Durante cuatro años, desde los seis a los diez, mi gran viaje fue siempre a la otra casa. A sólo un descampado de la del invierno, una distancia  infinita de  la una a la otra. Allí todo era extraordinario: la siesta con chicharra,  las lunas inmensas, la lluvia brevísima y borrascosa que huele a tierra, la parición inesperada de un murciélago que se cuela en la cocina y gira y gira como un pequeño vampiro asustándonos a mí  y a mi madre y que mi padre atrapa con asco y devuelve a su cielo de ciegos. ¡Qué distinto todo!: las canicas de cristal multicolor , los bombones que solo llegaban en verano…

         -¿Dónde compran tus padres  estos bombones? –preguntaba mi amigo Carlos.

         -Los traen de Francia –contestaba yo-. Un francés viene cada quince días y los trae.

         -¿Y el francés es de Francia?

         -¿De dónde va a ser si no?

         - ¿Y cómo habla, en francés?

         -Por supuesto que habla en francés.

         -¿Y lo entiendes?

         -No. Nadie lo entiende.

         Todo era genial. En aquella casa tuve mi primera bicicleta, dormí por primera vez en una habitación distinta a la de mis padres, me bañaba en una bañera de porcelana y tuve una acuarela con la que nunca logré pintar ningún paisaje que pareciese un paisaje y, además, el verano en que cumplí diez años,  me hice socio del Betis.

         Una tarde mi padre se presentó con dos entradas para ir al Villamarín. Viajamos en autobús. Yo llevaba puesta mi camiseta blanquiverde. Era un partido amistoso con el Sporting de Lisboa. Estar en el aquel partido fue magnífico, pero al salir del estadio tropecé con un bordillo y caí con tan mala suerte que me golpeé en la frente. Comencé a sangrar y mi padre aunque me dijo que no era nada debió asustarse, tanto como yo al ver su cara, me  ató un pañuelo y me llevo a la casa de socorro más cercana. Me pusieron tres puntos. Y volvimos a casa ya tarde. El dolor de la herida, el recuerdo de  la multitud  que tropezaba con nosotros al salir del estadio, la sangre en el pañuelo, me hicieron sentir una indescriptible sensación de inseguridad. De repente pensé que me podía pasar algo, que algo iba a pasarnos  a mí o a mi padre, o a mi madre o a todos. Aquella noche no dormí. El beso de mi madre en la frente, junto a la herida, no me tranquilizó. Sabía que iba a ocurrirnos algo, algo que haría imposible que siguiéramos siendo como hasta entonces. Nunca antes había tenido esa angustiosa sensación. No conciliaba el sueño. Oí caerse una botella en la cocina, el golpe en la calle de un coche contra algo, ladrar unos perros, las voces de unos noctámbulos que maldecían furiosos. Por fin me fui tranquilizando y se hizo el silencio y me quedé dormido. Pero a las tres cuando todo parecía haber pasado, oí los gritos y los golpes en la puerta:

         -¡Antonino, Antonino, la panadería está ardiendo!

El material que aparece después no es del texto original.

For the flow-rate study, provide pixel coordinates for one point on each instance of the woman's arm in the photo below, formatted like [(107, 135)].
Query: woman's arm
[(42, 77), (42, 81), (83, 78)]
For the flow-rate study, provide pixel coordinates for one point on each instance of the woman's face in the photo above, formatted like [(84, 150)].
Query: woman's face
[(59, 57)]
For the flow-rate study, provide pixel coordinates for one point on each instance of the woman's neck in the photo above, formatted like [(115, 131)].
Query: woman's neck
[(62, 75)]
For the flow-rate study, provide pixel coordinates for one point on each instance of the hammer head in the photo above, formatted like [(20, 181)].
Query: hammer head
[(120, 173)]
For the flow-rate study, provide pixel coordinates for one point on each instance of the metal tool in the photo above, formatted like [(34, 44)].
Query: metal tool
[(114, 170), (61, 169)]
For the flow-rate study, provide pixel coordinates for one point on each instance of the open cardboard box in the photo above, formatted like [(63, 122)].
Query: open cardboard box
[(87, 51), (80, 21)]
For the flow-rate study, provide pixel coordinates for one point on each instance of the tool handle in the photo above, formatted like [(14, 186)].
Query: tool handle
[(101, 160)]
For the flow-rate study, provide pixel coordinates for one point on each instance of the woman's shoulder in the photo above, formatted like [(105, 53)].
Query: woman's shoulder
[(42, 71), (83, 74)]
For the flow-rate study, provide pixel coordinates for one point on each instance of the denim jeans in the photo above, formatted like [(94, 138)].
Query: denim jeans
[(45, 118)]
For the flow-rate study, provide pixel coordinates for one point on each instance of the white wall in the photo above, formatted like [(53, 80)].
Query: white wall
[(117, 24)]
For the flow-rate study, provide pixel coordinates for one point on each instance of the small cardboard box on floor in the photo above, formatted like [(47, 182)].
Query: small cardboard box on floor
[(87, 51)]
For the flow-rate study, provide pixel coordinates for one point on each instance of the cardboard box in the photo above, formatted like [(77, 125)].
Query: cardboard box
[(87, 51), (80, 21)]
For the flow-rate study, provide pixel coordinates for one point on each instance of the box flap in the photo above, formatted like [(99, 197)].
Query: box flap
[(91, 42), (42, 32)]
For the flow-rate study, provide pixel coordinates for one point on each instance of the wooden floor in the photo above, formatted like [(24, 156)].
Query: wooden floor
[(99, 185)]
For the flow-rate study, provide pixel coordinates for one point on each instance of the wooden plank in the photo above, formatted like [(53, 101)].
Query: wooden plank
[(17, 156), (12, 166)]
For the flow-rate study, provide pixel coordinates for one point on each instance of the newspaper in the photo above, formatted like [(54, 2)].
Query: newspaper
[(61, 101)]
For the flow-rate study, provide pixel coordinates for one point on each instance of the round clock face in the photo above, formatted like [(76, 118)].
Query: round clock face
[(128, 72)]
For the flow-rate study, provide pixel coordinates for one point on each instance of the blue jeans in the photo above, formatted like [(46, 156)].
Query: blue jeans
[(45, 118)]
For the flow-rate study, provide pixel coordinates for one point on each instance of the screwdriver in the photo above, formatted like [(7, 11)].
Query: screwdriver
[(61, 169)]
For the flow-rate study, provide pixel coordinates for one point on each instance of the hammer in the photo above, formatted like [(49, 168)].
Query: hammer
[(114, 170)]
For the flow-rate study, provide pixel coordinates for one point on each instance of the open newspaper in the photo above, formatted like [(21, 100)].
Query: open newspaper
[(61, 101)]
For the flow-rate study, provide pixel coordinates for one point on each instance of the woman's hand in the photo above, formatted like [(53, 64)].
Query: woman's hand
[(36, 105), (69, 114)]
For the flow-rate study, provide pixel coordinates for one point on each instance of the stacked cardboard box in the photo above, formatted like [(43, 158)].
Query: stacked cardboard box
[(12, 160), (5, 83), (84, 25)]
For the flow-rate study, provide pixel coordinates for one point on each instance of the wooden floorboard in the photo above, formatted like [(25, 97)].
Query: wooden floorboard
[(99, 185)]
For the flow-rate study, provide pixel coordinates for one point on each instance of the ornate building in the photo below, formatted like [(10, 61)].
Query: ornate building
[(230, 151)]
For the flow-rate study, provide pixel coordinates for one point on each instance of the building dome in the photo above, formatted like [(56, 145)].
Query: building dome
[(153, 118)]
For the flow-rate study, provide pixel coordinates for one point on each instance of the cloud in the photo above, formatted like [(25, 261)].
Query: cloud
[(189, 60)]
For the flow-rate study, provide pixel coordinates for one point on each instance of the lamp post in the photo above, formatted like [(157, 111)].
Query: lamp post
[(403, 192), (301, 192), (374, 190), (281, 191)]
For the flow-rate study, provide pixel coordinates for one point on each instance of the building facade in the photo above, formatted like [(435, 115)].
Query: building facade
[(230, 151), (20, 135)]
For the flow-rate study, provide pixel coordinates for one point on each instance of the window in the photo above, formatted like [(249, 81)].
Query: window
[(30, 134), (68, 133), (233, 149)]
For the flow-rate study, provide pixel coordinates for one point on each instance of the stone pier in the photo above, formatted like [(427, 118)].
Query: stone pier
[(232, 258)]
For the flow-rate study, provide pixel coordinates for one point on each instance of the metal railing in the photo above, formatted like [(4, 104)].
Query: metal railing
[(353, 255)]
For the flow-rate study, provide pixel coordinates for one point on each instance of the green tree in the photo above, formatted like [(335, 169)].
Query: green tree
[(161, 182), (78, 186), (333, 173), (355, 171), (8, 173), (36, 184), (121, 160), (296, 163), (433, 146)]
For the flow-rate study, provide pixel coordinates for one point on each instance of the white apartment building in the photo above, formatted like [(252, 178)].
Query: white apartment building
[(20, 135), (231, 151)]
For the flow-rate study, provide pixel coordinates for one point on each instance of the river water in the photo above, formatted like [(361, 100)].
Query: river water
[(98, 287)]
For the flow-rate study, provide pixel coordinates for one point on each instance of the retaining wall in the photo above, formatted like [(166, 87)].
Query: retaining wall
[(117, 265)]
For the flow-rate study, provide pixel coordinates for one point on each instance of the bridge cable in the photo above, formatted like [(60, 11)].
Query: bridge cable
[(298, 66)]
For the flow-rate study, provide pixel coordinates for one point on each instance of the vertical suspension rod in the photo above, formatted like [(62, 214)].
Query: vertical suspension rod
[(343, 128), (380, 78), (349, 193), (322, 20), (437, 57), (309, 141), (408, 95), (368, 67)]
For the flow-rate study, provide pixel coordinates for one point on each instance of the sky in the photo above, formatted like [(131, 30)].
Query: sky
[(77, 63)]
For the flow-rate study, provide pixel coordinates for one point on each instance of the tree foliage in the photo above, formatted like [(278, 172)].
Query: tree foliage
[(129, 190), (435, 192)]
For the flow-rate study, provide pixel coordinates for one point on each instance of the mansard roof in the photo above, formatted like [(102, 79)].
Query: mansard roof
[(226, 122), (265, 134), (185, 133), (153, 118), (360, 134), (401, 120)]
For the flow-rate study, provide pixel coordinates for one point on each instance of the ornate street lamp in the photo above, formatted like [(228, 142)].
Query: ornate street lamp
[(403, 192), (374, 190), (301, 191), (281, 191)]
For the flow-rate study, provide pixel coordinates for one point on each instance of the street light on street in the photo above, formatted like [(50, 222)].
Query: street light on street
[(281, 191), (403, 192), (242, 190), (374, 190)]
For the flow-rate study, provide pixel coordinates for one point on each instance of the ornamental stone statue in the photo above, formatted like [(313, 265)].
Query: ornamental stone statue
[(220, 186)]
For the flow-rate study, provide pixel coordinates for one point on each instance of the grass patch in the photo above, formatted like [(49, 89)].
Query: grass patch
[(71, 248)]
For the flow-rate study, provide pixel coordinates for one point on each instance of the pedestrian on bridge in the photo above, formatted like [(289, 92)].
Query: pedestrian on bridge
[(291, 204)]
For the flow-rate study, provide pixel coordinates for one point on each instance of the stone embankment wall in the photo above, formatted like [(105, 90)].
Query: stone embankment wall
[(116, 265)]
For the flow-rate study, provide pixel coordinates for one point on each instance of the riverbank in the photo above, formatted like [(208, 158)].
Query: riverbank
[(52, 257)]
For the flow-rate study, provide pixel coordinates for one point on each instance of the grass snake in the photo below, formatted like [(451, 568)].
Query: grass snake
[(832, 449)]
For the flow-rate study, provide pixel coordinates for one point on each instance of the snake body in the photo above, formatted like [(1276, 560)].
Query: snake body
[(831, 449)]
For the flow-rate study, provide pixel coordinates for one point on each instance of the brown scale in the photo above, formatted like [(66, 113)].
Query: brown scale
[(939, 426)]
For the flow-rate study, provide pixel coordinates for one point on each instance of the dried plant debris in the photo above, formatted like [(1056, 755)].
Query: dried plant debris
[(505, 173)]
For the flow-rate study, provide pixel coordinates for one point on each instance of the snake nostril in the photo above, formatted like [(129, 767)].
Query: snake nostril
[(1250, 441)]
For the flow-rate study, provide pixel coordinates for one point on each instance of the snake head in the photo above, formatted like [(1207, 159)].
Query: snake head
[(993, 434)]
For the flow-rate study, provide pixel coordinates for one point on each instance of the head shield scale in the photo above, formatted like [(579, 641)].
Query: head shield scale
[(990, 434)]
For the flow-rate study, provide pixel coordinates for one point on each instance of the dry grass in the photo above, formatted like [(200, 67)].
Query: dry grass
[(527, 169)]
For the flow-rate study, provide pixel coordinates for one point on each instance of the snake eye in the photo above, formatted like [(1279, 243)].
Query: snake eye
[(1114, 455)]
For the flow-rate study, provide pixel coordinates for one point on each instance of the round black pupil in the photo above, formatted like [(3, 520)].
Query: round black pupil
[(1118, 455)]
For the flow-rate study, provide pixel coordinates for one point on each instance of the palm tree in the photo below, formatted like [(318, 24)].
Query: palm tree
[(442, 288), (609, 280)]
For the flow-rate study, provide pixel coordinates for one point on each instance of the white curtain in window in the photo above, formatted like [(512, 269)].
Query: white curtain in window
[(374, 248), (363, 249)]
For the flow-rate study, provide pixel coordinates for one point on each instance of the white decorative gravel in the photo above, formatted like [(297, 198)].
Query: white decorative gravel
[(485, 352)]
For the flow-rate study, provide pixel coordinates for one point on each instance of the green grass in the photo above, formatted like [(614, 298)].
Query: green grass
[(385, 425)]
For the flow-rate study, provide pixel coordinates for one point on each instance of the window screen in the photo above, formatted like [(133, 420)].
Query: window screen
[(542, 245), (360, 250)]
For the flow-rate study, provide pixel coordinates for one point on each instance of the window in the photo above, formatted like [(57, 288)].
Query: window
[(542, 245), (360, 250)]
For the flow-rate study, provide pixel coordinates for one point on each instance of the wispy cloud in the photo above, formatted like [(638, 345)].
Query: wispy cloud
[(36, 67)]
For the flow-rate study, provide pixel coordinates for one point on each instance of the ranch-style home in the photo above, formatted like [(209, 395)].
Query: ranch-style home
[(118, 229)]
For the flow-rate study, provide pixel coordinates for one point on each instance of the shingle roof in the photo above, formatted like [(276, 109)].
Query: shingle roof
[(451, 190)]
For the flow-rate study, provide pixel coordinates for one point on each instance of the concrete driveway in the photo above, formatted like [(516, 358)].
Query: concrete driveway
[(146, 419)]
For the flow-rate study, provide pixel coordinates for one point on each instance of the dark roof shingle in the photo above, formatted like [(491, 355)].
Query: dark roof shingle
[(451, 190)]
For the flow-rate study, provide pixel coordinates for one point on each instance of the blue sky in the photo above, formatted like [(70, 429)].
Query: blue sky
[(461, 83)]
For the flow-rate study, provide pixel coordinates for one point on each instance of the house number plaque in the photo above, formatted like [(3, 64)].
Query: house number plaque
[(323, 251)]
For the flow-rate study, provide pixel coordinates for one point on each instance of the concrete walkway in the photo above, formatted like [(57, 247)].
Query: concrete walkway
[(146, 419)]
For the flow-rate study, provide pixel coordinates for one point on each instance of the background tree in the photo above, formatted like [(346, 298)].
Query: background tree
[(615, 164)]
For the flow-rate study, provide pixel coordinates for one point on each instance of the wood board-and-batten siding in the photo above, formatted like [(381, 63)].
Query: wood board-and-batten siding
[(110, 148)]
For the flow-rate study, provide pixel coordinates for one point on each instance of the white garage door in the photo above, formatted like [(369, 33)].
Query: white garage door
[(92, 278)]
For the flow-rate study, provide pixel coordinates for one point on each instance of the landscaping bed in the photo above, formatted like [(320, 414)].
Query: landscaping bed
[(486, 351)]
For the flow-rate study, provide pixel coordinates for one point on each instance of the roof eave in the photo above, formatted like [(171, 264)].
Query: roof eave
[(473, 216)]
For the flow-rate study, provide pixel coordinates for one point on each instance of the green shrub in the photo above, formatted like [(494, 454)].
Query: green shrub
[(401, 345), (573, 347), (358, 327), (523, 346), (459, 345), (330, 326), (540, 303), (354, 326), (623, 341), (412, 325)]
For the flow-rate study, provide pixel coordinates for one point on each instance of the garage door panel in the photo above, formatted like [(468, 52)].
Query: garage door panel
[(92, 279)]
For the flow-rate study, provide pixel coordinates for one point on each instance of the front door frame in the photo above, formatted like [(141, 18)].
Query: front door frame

         Entonces fue todo un tumulto: voces, golpes, los pasos de mi padre bajando la escalera precipitadamente…

Me senté al borde de la cama y me toqué la herida de la frente. La tenía hinchada, pero sin sangre. Curiosamente ahora no estaba asustado. Como si con el cumplimiento de la desgracia terminaran las incertidumbres. Había oído bien: “la panadería está ardiendo”. Miré el reloj fosforescente.

Mi madre entró en mi habitación media hora después, cuando todos se habían ido y el silencio se había asentado de nuevo. Preguntó en la oscuridad:

-¿Estás despierto, Toni?

         - Sí, mamá, estoy despierto.

         -¿Sabes lo que ha pasado?

         -Sí, lo sé.

         -Entonces vuelve a dormirte. Son las cuatro de la mañana.

         -No volveré a dormirme, mamá.

         -Anda, vuélvete a tu sueño.

         Entonces, como iluminado por un relámpago, entendí que las mismas palabras pueden tener distintos significados. Y contesté:

-No, mamá, ya no volveré a mi sueño.